Pure Eifersucht 

Der Totschlag gemäss Art. 113 StGB setzt aus strafrechtlicher Sicht immer eine vorsätzliche Tötung gemäss Art. 111 StGB voraus. Die objektiven und subjektiven Tatbestände der vorsätzlichen Tötung (Art. 111 StGB) müssen dabei erfüllt sein, wobei zusätzlich die Steuerungs- und Kontrollfähigkeit des Täters zu normgemässen Verhalten aus nachvollziehbaren Gründen vermindert ist.

Dieser Artikel zeigt auf, wann es sich bei einer Tötung eines Menschen um einen Totschlag handelt, d.h. was sowohl der objektive Tatbestand (Taterfolg, Tathandlung und Kausalität), als auch der subjektive Tatbestand (Wissen und Willen) sind und welche Strafe die Folge ist. Der Totschlag ist zudem von anderen Delikten gegen das Leben abzugrenzen. Desweitern stellt sich die Frage der Konkurrenzen, d.h. welcher Tatbestand vorgeht, falls nebst dem Totschlag noch weitere Tatbestände (bspw. Körperverletzungsdelikte) erfüllt sind. 

Grundsatz

Die tatbestandsmässige Handlung beim Totschlag besteht im Bewirken des Todes eines anderen Menschen. Der Täter setzt somit die Todesursache für eine Drittperson und tötet diese dadurch. Das Bewirken des Todes eines anderen Menschen kann auch durch ein Unterlassen bewirkt werden (sog. unechtes Unterlassungsdelikt).
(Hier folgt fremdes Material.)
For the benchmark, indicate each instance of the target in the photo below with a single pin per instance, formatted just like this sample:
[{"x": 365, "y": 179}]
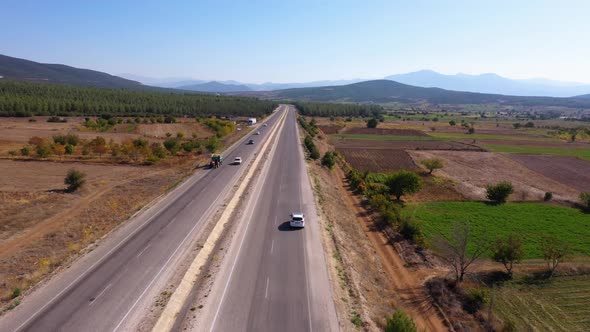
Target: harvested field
[
  {"x": 378, "y": 160},
  {"x": 402, "y": 144},
  {"x": 570, "y": 171},
  {"x": 383, "y": 131},
  {"x": 472, "y": 171},
  {"x": 329, "y": 130}
]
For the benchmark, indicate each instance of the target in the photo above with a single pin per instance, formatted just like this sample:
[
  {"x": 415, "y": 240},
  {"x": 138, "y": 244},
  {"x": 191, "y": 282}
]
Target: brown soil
[
  {"x": 383, "y": 131},
  {"x": 403, "y": 145},
  {"x": 570, "y": 171},
  {"x": 378, "y": 160},
  {"x": 472, "y": 171}
]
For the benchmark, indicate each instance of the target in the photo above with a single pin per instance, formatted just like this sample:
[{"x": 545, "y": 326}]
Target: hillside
[
  {"x": 384, "y": 91},
  {"x": 491, "y": 83},
  {"x": 215, "y": 87},
  {"x": 25, "y": 70}
]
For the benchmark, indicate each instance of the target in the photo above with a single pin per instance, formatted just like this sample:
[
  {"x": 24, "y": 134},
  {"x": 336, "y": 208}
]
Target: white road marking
[
  {"x": 96, "y": 298},
  {"x": 144, "y": 249}
]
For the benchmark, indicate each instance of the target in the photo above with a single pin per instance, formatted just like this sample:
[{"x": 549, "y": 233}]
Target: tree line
[
  {"x": 28, "y": 99},
  {"x": 331, "y": 110}
]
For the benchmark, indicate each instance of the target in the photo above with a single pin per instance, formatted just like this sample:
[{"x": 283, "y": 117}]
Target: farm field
[
  {"x": 472, "y": 171},
  {"x": 531, "y": 220},
  {"x": 559, "y": 305},
  {"x": 570, "y": 171},
  {"x": 378, "y": 160}
]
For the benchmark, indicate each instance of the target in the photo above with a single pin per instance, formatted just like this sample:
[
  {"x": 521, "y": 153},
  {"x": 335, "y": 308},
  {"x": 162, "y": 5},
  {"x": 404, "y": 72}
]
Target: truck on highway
[{"x": 216, "y": 161}]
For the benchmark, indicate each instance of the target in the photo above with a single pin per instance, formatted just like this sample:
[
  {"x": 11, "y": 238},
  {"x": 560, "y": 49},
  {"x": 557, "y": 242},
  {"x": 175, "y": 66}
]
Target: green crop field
[
  {"x": 532, "y": 221},
  {"x": 385, "y": 137},
  {"x": 559, "y": 305},
  {"x": 573, "y": 152},
  {"x": 519, "y": 137}
]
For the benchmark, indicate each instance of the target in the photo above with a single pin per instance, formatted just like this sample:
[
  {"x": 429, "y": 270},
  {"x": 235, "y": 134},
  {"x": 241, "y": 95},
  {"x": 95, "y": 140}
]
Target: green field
[
  {"x": 520, "y": 137},
  {"x": 572, "y": 152},
  {"x": 559, "y": 305},
  {"x": 385, "y": 137},
  {"x": 530, "y": 220}
]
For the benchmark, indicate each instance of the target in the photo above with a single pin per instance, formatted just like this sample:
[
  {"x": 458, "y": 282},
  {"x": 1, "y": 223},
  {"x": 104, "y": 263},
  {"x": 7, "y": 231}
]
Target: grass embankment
[
  {"x": 559, "y": 305},
  {"x": 572, "y": 152},
  {"x": 385, "y": 137},
  {"x": 532, "y": 221}
]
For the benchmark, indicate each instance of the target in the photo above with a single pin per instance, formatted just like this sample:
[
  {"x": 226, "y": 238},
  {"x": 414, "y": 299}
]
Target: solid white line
[
  {"x": 164, "y": 266},
  {"x": 144, "y": 249},
  {"x": 96, "y": 298},
  {"x": 237, "y": 256}
]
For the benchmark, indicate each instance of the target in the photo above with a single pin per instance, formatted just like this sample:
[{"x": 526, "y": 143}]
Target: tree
[
  {"x": 372, "y": 123},
  {"x": 508, "y": 251},
  {"x": 74, "y": 179},
  {"x": 400, "y": 322},
  {"x": 499, "y": 192},
  {"x": 329, "y": 160},
  {"x": 432, "y": 164},
  {"x": 554, "y": 252},
  {"x": 585, "y": 199},
  {"x": 403, "y": 183},
  {"x": 453, "y": 250}
]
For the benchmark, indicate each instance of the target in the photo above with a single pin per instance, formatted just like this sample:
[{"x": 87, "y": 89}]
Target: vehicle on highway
[
  {"x": 297, "y": 220},
  {"x": 216, "y": 161}
]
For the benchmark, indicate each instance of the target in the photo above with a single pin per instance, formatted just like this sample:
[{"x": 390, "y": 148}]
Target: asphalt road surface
[
  {"x": 119, "y": 279},
  {"x": 274, "y": 278}
]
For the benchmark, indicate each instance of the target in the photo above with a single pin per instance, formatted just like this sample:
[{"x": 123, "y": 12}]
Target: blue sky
[{"x": 258, "y": 41}]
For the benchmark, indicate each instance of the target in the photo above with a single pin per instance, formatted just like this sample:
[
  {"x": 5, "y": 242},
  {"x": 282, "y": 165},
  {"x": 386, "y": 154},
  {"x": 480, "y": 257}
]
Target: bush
[
  {"x": 499, "y": 192},
  {"x": 432, "y": 164},
  {"x": 372, "y": 123},
  {"x": 585, "y": 199},
  {"x": 548, "y": 196},
  {"x": 403, "y": 183},
  {"x": 329, "y": 160},
  {"x": 400, "y": 322},
  {"x": 74, "y": 179}
]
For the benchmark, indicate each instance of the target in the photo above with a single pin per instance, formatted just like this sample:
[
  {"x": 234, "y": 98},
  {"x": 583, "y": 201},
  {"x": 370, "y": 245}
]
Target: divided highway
[
  {"x": 114, "y": 286},
  {"x": 274, "y": 278}
]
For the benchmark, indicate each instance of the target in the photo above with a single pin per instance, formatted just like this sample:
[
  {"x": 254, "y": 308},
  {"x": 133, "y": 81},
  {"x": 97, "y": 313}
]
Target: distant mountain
[
  {"x": 25, "y": 70},
  {"x": 492, "y": 83},
  {"x": 215, "y": 87},
  {"x": 384, "y": 91}
]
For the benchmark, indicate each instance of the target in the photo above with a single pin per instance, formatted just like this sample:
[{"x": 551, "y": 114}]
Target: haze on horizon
[{"x": 305, "y": 40}]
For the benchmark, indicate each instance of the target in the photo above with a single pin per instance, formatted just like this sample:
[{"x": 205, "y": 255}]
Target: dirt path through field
[{"x": 408, "y": 284}]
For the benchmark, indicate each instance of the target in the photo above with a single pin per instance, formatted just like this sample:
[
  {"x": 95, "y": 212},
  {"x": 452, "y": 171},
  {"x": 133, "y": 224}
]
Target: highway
[
  {"x": 274, "y": 278},
  {"x": 114, "y": 287}
]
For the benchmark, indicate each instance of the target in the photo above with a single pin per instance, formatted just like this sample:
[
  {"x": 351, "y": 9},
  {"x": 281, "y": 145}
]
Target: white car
[{"x": 297, "y": 220}]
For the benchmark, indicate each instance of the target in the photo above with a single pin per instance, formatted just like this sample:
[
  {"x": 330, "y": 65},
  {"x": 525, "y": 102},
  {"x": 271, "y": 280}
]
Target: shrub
[
  {"x": 329, "y": 160},
  {"x": 499, "y": 192},
  {"x": 372, "y": 123},
  {"x": 432, "y": 164},
  {"x": 585, "y": 199},
  {"x": 475, "y": 299},
  {"x": 548, "y": 196},
  {"x": 74, "y": 179},
  {"x": 400, "y": 322},
  {"x": 403, "y": 183}
]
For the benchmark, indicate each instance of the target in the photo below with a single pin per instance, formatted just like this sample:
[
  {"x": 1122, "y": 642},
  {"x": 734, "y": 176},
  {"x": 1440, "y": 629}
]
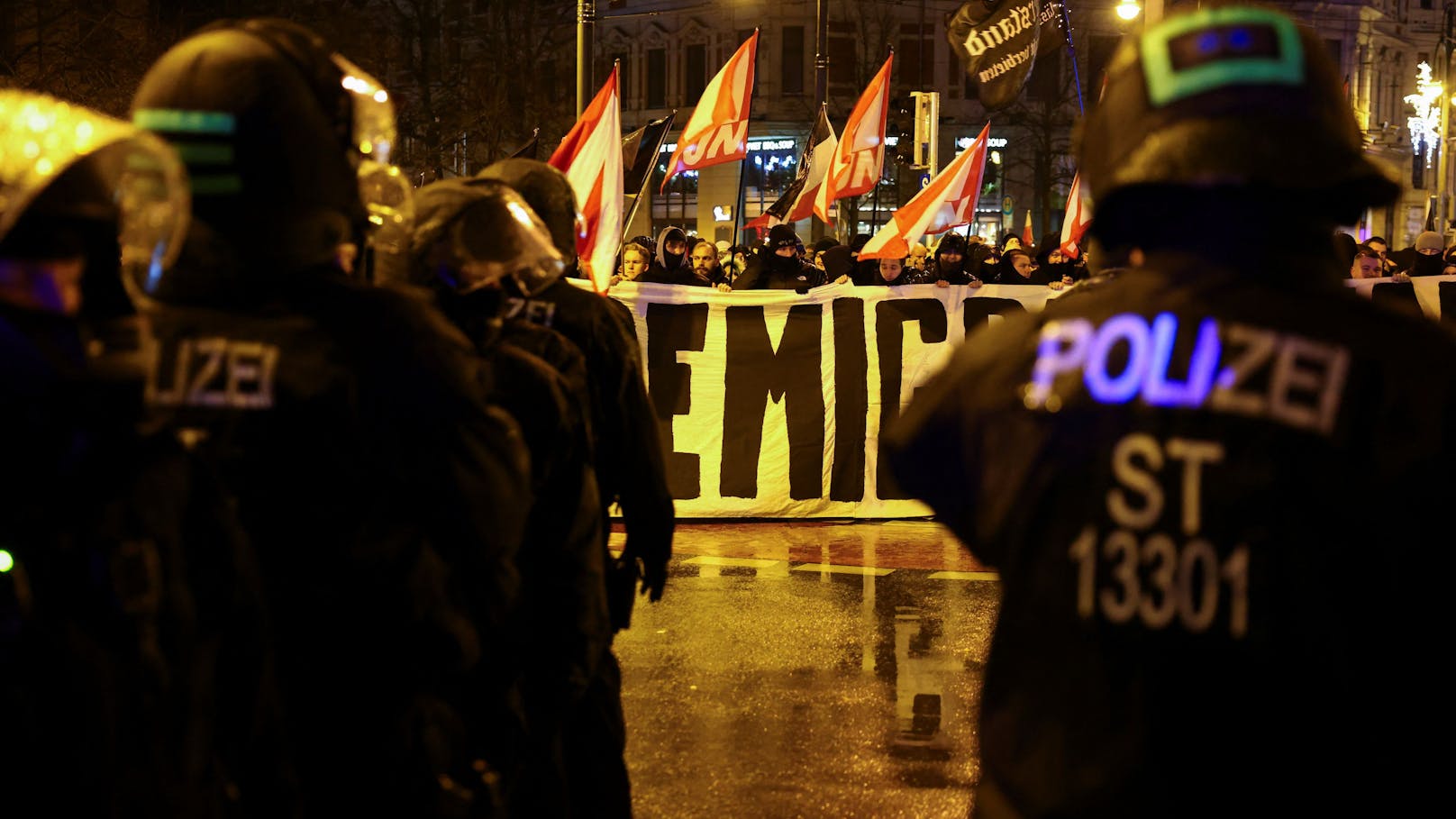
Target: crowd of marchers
[
  {"x": 306, "y": 503},
  {"x": 780, "y": 261}
]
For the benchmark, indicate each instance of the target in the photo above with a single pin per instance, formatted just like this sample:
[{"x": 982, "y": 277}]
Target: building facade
[{"x": 669, "y": 51}]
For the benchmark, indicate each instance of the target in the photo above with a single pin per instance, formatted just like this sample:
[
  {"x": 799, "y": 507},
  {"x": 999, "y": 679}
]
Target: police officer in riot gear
[
  {"x": 132, "y": 653},
  {"x": 629, "y": 455},
  {"x": 470, "y": 235},
  {"x": 1167, "y": 469},
  {"x": 378, "y": 486},
  {"x": 629, "y": 472}
]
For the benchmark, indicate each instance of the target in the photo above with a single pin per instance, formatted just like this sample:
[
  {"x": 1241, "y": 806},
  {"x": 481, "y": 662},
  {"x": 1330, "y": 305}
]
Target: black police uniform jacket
[
  {"x": 1216, "y": 500},
  {"x": 134, "y": 659},
  {"x": 629, "y": 460},
  {"x": 385, "y": 496}
]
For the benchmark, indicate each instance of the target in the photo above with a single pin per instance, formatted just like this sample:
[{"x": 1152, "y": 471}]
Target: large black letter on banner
[
  {"x": 753, "y": 370},
  {"x": 846, "y": 477},
  {"x": 1448, "y": 299},
  {"x": 890, "y": 318},
  {"x": 978, "y": 311},
  {"x": 671, "y": 328}
]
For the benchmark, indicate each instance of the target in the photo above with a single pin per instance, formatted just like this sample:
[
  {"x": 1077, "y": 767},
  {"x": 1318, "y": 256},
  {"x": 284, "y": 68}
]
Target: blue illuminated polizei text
[{"x": 1233, "y": 368}]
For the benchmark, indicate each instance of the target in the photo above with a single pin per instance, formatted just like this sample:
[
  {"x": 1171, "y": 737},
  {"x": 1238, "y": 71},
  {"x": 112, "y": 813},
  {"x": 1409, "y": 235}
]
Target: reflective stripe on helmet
[{"x": 1215, "y": 49}]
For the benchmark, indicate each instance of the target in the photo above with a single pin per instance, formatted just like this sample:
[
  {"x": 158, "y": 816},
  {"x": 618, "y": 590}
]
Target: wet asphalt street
[{"x": 808, "y": 669}]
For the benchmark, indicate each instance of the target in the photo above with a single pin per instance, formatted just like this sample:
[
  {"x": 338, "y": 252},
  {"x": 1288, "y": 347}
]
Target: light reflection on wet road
[{"x": 808, "y": 669}]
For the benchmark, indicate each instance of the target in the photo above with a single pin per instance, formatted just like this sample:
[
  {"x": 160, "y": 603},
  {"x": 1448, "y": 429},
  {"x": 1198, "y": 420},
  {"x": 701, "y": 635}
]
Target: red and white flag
[
  {"x": 590, "y": 155},
  {"x": 947, "y": 202},
  {"x": 718, "y": 129},
  {"x": 860, "y": 152},
  {"x": 1075, "y": 223}
]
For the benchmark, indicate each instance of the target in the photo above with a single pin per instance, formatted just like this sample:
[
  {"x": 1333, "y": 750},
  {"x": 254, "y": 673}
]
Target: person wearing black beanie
[{"x": 778, "y": 266}]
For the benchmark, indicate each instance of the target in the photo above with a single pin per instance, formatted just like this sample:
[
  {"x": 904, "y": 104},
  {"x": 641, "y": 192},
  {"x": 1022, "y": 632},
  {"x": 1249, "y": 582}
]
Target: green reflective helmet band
[
  {"x": 186, "y": 122},
  {"x": 1213, "y": 49},
  {"x": 205, "y": 153}
]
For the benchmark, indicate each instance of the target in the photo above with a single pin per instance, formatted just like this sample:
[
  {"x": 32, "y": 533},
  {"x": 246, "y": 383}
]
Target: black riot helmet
[
  {"x": 550, "y": 194},
  {"x": 83, "y": 200},
  {"x": 1226, "y": 98},
  {"x": 287, "y": 143},
  {"x": 472, "y": 233}
]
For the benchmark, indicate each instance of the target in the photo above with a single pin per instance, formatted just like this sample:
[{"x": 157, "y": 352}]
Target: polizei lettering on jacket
[
  {"x": 1232, "y": 368},
  {"x": 214, "y": 372},
  {"x": 1004, "y": 31}
]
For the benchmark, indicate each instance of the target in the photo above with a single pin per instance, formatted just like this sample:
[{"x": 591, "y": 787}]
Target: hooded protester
[
  {"x": 1018, "y": 267},
  {"x": 469, "y": 236},
  {"x": 1056, "y": 266},
  {"x": 1191, "y": 570},
  {"x": 778, "y": 266},
  {"x": 838, "y": 262},
  {"x": 895, "y": 273},
  {"x": 701, "y": 268},
  {"x": 671, "y": 252},
  {"x": 948, "y": 264},
  {"x": 867, "y": 270},
  {"x": 1425, "y": 255}
]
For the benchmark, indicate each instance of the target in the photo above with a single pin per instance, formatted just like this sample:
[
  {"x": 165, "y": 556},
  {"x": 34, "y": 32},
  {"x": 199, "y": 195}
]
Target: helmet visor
[
  {"x": 383, "y": 188},
  {"x": 496, "y": 238},
  {"x": 132, "y": 178}
]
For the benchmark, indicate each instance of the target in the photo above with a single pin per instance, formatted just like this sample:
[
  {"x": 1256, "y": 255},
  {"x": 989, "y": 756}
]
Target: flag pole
[
  {"x": 742, "y": 163},
  {"x": 1072, "y": 50},
  {"x": 647, "y": 179}
]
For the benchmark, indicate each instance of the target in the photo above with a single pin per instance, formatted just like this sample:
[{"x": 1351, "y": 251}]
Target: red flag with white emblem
[
  {"x": 591, "y": 159},
  {"x": 1075, "y": 223},
  {"x": 860, "y": 152},
  {"x": 718, "y": 129},
  {"x": 947, "y": 202}
]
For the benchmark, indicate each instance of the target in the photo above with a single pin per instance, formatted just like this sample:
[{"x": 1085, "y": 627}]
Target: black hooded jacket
[{"x": 770, "y": 271}]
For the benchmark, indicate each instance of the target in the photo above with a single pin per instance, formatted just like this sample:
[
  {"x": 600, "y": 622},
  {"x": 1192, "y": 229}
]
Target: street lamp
[{"x": 1425, "y": 124}]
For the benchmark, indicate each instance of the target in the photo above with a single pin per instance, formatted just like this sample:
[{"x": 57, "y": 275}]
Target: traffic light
[
  {"x": 926, "y": 130},
  {"x": 898, "y": 124}
]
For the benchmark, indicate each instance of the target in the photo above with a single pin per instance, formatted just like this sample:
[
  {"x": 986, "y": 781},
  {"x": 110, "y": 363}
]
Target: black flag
[
  {"x": 640, "y": 152},
  {"x": 996, "y": 41},
  {"x": 810, "y": 174}
]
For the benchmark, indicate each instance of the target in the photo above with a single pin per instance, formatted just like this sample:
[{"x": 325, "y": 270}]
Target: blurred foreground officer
[
  {"x": 382, "y": 490},
  {"x": 1196, "y": 613},
  {"x": 134, "y": 669},
  {"x": 628, "y": 469},
  {"x": 470, "y": 236}
]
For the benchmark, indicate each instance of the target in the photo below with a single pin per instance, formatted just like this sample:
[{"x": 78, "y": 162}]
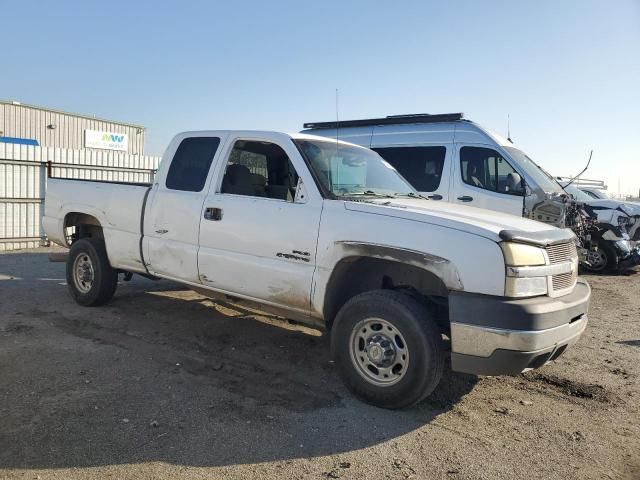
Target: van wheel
[
  {"x": 387, "y": 348},
  {"x": 90, "y": 278}
]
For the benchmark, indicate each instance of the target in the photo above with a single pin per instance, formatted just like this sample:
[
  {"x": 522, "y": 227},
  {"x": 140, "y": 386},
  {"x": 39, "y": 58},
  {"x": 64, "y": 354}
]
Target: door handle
[{"x": 212, "y": 213}]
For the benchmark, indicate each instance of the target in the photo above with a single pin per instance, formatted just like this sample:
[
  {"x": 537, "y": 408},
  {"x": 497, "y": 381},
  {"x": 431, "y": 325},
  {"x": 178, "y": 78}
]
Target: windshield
[
  {"x": 577, "y": 194},
  {"x": 600, "y": 194},
  {"x": 346, "y": 170},
  {"x": 543, "y": 179}
]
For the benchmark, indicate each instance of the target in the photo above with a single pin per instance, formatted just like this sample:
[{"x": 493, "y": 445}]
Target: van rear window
[{"x": 420, "y": 166}]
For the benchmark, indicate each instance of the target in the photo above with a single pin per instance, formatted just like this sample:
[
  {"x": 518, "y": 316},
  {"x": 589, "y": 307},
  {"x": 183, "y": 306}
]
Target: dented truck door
[
  {"x": 174, "y": 206},
  {"x": 260, "y": 223}
]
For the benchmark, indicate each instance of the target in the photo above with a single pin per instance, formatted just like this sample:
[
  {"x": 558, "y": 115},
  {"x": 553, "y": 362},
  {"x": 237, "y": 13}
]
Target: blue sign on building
[{"x": 19, "y": 141}]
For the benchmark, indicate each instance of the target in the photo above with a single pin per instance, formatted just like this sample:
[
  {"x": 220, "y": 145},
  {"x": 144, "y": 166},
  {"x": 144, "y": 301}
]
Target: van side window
[
  {"x": 485, "y": 168},
  {"x": 190, "y": 165},
  {"x": 260, "y": 169},
  {"x": 421, "y": 166}
]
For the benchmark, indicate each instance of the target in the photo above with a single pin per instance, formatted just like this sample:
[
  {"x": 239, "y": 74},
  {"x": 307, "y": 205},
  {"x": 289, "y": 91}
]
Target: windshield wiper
[
  {"x": 411, "y": 195},
  {"x": 369, "y": 193}
]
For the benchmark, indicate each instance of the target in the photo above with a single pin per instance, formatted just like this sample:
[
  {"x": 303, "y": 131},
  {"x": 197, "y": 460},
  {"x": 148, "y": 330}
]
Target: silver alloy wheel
[
  {"x": 83, "y": 273},
  {"x": 379, "y": 352},
  {"x": 597, "y": 260}
]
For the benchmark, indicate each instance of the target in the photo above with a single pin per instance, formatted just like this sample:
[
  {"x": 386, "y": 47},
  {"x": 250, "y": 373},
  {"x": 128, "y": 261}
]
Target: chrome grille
[
  {"x": 561, "y": 252},
  {"x": 563, "y": 280}
]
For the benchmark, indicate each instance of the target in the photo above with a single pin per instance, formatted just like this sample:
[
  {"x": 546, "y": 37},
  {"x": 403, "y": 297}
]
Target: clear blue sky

Der Totschlag ist ein privilegiertes Tötungsdelikt und verlangt zudem eine Verminderung der Steuerungs- und Kontrollfähigkeit des Täters zu normgemässen Verhalten aus nachvollziehbaren Gründen. Dies ist dann der Fall, wenn der Täter unter grosser seelischer Belastung oder in einer nach den Umständen entschuldbaren heftigen Gemütsbewegung handelt. 

Heftige Gemütsbewegung

Unter einer heftigen Gemütsbewegung werden alle Emotionszustände (bspw. Furcht oder Wut) verstanden, die jedoch heftig sein müssen, d.h. in einem Affekt resultieren. Dieser Affekt hat zur Folge, dass der Täter das Unrecht zwar erkennt, sich aber nicht entsprechend verhalten kann. Indizien für einen solchen Affekt sind bspw. ein Zusammenhang zwischen einer Provokation und einer Tat, ein plötzliches Tatgeschehen oder eine fehlende Planung. Diese heftige Gemütsbewegung muss mehr oder weniger unmittelbar vor der strafbaren Tat aufgetreten sein.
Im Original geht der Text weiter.